The Only Honest Guide to Web Search in Ollama
Every other tutorial gets this wrong. Here's what actually works.
I wanted to add web search to my local Ollama setup. I found a Medium article
that looked promising. It used DuckDuckGo's free API. I followed it exactly.
It returned empty results. Every time. For every query.

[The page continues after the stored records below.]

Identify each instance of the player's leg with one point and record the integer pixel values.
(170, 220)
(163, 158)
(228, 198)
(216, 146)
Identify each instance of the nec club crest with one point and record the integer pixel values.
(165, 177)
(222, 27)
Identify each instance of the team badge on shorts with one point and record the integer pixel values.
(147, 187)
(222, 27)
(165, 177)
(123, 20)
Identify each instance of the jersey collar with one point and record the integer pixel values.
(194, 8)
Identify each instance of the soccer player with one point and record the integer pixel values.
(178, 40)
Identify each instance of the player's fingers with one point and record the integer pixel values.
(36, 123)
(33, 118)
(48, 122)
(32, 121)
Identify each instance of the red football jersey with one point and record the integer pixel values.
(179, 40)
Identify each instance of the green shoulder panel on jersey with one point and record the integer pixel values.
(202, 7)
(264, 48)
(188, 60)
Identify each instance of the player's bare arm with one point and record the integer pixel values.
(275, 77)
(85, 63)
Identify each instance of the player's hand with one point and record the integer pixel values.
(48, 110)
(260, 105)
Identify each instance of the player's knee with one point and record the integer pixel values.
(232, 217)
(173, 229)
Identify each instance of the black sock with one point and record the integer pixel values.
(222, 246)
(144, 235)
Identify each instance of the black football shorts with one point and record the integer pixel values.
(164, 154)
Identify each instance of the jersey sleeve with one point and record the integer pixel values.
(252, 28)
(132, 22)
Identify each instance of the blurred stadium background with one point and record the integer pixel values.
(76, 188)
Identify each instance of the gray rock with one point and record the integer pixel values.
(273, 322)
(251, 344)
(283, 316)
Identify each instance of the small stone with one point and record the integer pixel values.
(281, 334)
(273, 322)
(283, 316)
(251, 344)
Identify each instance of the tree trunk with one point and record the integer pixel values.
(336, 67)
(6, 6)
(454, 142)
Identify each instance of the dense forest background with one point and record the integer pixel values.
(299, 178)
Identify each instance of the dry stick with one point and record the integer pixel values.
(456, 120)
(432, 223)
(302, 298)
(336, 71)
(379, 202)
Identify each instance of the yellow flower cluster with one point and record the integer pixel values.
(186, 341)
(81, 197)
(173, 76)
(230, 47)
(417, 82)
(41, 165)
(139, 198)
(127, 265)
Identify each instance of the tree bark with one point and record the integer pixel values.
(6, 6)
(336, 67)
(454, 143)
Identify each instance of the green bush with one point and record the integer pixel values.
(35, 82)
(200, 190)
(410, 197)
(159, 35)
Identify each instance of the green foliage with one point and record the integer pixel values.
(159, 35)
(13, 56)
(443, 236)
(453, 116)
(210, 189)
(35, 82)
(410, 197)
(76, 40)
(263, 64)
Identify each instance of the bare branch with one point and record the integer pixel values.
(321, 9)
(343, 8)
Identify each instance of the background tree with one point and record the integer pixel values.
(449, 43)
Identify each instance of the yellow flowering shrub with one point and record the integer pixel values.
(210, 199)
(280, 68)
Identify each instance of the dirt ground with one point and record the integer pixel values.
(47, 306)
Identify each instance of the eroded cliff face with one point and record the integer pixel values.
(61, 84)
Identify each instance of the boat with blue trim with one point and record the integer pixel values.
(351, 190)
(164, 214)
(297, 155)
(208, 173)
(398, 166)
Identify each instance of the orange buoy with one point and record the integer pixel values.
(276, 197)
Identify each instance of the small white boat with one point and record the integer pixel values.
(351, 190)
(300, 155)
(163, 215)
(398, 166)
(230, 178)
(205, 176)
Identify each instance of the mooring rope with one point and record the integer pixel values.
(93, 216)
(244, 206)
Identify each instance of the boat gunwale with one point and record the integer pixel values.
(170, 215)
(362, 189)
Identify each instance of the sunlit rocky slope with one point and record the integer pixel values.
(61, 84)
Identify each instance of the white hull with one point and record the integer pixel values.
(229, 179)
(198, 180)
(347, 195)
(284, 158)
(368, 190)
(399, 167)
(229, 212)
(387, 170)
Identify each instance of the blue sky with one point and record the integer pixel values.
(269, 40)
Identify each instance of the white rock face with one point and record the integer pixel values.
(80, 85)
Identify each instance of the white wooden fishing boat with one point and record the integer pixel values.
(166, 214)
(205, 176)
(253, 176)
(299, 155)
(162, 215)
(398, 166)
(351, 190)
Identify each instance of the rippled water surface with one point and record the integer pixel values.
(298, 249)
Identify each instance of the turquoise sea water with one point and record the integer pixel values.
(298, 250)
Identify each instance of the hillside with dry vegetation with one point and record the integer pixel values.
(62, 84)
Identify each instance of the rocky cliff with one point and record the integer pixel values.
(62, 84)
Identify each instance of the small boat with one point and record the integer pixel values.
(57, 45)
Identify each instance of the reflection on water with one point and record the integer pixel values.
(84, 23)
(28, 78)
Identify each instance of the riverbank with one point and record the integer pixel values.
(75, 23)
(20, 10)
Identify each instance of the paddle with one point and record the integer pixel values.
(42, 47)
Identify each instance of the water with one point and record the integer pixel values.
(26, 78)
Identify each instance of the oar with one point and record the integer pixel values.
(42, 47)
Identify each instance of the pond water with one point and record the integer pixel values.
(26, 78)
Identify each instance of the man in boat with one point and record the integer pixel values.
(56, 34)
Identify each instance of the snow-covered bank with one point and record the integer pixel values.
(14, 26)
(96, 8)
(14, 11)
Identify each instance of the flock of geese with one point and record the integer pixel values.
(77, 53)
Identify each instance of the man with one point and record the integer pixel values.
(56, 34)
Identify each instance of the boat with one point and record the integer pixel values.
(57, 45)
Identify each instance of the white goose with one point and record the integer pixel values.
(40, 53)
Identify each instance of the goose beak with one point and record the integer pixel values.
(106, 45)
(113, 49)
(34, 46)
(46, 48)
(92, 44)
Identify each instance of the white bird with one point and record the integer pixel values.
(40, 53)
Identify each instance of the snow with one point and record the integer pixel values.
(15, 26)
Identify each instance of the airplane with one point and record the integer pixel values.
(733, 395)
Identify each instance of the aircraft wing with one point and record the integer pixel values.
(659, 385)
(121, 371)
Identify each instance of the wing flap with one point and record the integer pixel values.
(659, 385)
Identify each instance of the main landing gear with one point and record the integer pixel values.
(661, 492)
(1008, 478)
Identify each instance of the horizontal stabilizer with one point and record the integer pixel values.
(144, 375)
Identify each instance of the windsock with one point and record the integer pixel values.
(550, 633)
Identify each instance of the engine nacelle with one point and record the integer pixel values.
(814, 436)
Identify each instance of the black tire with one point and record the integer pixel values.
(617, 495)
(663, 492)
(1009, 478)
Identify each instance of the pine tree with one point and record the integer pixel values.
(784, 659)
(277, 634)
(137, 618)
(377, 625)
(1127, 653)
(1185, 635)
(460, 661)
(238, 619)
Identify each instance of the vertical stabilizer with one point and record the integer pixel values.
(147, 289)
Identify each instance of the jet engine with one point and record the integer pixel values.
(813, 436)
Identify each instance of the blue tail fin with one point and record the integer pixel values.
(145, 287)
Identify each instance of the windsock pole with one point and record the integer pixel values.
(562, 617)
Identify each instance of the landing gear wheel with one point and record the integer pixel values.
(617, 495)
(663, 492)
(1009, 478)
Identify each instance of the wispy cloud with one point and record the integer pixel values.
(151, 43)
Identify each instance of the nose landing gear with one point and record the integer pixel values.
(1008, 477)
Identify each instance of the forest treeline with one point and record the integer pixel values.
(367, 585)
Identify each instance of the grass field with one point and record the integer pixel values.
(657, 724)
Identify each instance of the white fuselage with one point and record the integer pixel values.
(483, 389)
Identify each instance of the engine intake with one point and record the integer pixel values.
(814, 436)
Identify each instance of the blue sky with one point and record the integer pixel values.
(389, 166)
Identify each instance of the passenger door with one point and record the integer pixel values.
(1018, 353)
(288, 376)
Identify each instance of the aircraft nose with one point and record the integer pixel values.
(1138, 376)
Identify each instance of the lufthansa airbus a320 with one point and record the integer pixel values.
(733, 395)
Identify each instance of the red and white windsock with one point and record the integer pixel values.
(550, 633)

So I spent two days testing every approach on a real Debian 13 server with
Ollama 0.18.2. This is what I found.
First: The DuckDuckGo Lie
Every tutorial recommends this:
response = requests.get(
"https://api.duckduckgo.com/",
params={"q": query, "format": "json"}
)
Here's what it actually returns:
{
"Abstract": "",
"AbstractText": "",
"RelatedTopics": [],
"Results": []
}
Empty. I verified it with curl:
curl "https://api.duckduckgo.com/?q=ollama+latest+version&format=json&no_html=1"

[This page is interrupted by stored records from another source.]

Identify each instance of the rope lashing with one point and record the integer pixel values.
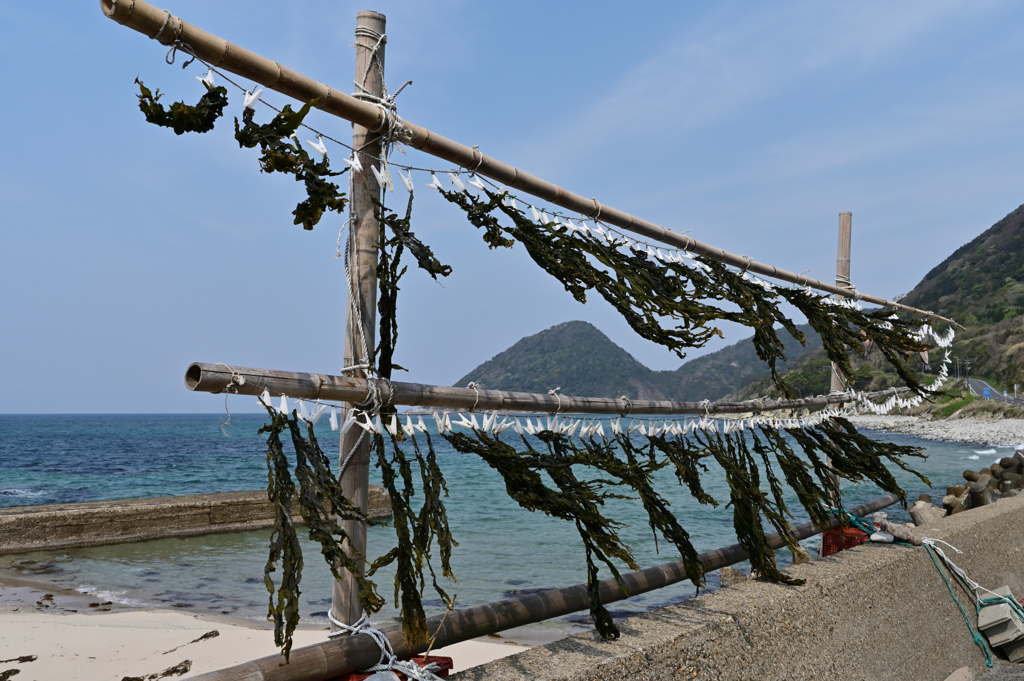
(475, 386)
(237, 380)
(388, 661)
(863, 524)
(176, 44)
(978, 639)
(167, 19)
(845, 283)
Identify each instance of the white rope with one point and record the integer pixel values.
(953, 567)
(388, 661)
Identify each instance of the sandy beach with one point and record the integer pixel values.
(47, 635)
(1000, 432)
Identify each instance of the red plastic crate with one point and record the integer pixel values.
(444, 664)
(841, 539)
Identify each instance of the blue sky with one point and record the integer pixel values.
(130, 252)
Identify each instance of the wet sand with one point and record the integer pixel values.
(68, 635)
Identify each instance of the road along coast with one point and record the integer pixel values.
(998, 432)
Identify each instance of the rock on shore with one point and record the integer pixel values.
(1001, 432)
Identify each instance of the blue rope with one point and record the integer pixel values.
(863, 524)
(978, 639)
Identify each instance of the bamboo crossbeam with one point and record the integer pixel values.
(350, 653)
(218, 378)
(150, 20)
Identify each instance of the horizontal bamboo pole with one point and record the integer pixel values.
(151, 22)
(203, 377)
(350, 653)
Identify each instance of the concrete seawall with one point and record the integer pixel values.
(877, 611)
(67, 525)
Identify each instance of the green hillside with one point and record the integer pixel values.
(581, 359)
(981, 286)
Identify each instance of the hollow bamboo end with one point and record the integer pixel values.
(193, 376)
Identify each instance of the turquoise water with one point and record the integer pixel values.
(503, 548)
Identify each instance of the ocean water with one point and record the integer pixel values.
(503, 549)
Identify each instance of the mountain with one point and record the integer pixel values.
(582, 360)
(981, 286)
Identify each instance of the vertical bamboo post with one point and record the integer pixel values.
(842, 281)
(842, 277)
(363, 265)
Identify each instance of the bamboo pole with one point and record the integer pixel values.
(359, 342)
(842, 281)
(838, 382)
(350, 653)
(244, 381)
(145, 18)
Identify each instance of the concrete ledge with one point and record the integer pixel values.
(877, 611)
(26, 528)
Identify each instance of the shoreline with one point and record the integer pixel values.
(89, 638)
(992, 432)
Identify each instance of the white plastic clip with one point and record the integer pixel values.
(207, 79)
(408, 181)
(252, 97)
(318, 146)
(350, 420)
(383, 178)
(458, 182)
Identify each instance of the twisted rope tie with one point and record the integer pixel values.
(388, 661)
(473, 384)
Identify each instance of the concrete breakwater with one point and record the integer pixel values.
(875, 611)
(67, 525)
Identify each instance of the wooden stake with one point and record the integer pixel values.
(842, 280)
(363, 243)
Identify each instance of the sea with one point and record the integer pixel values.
(503, 549)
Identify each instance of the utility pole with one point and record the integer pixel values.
(363, 243)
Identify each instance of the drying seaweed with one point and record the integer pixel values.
(389, 271)
(322, 503)
(278, 141)
(416, 531)
(674, 304)
(554, 478)
(180, 117)
(282, 153)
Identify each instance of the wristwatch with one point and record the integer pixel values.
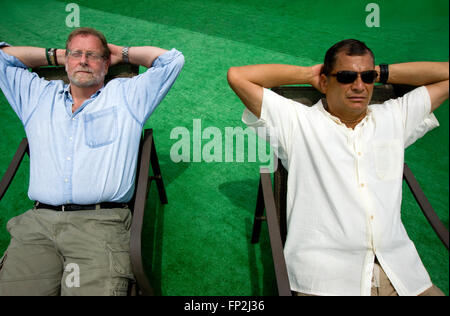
(125, 54)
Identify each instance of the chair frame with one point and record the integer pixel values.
(147, 156)
(272, 198)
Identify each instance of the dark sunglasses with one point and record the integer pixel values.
(347, 76)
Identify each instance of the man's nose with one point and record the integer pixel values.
(83, 59)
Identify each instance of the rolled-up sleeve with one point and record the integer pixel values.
(145, 91)
(19, 85)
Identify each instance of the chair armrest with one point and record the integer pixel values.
(13, 167)
(425, 206)
(138, 215)
(276, 244)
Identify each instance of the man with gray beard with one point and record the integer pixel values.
(84, 141)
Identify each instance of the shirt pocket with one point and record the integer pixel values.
(100, 127)
(388, 159)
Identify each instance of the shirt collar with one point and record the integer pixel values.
(335, 119)
(66, 91)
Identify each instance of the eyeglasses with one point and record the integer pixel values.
(347, 76)
(77, 54)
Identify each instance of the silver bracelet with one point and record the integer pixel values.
(125, 54)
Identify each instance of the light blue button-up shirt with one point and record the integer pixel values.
(88, 156)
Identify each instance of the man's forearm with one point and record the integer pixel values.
(273, 75)
(144, 55)
(33, 56)
(418, 73)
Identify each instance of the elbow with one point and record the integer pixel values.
(232, 76)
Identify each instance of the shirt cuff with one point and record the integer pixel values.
(166, 58)
(9, 59)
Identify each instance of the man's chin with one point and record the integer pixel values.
(85, 83)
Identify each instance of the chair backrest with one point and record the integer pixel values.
(309, 96)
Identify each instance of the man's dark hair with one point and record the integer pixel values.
(350, 47)
(84, 31)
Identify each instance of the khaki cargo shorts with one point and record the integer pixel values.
(68, 253)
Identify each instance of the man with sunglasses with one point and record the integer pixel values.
(345, 161)
(84, 141)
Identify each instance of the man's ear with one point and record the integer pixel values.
(107, 65)
(323, 83)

The meta section reveals why — it's a test endpoint in "development" state,
marked offline. DuckDuckGo's free API is not a real search API.
What Actually Works
After testing every option, here's the honest comparison:
| Backend | API Key | Real Results | Private | Cost |
|---|---|---|---|---|
| DuckDuckGo free API | ❌ | ❌ Empty | ✅ | Free |
| SearXNG self-hosted | ❌ | ✅ | ✅ Full | Free |
| Google Custom Search | ✅ | ✅ Excellent | ❌ | 100/day free |
| Bing Search API | ✅ | ✅ | ❌ | 1000/month free |
| OpenClaw built-in | ❌ | ✅ | ⚠️ | Free |
Winner: SearXNG. Self-hosted, private, no API key, real results from
multiple engines simultaneously.
The Timeout Problem Nobody Mentions
The second mistake most tutorials make: no streaming.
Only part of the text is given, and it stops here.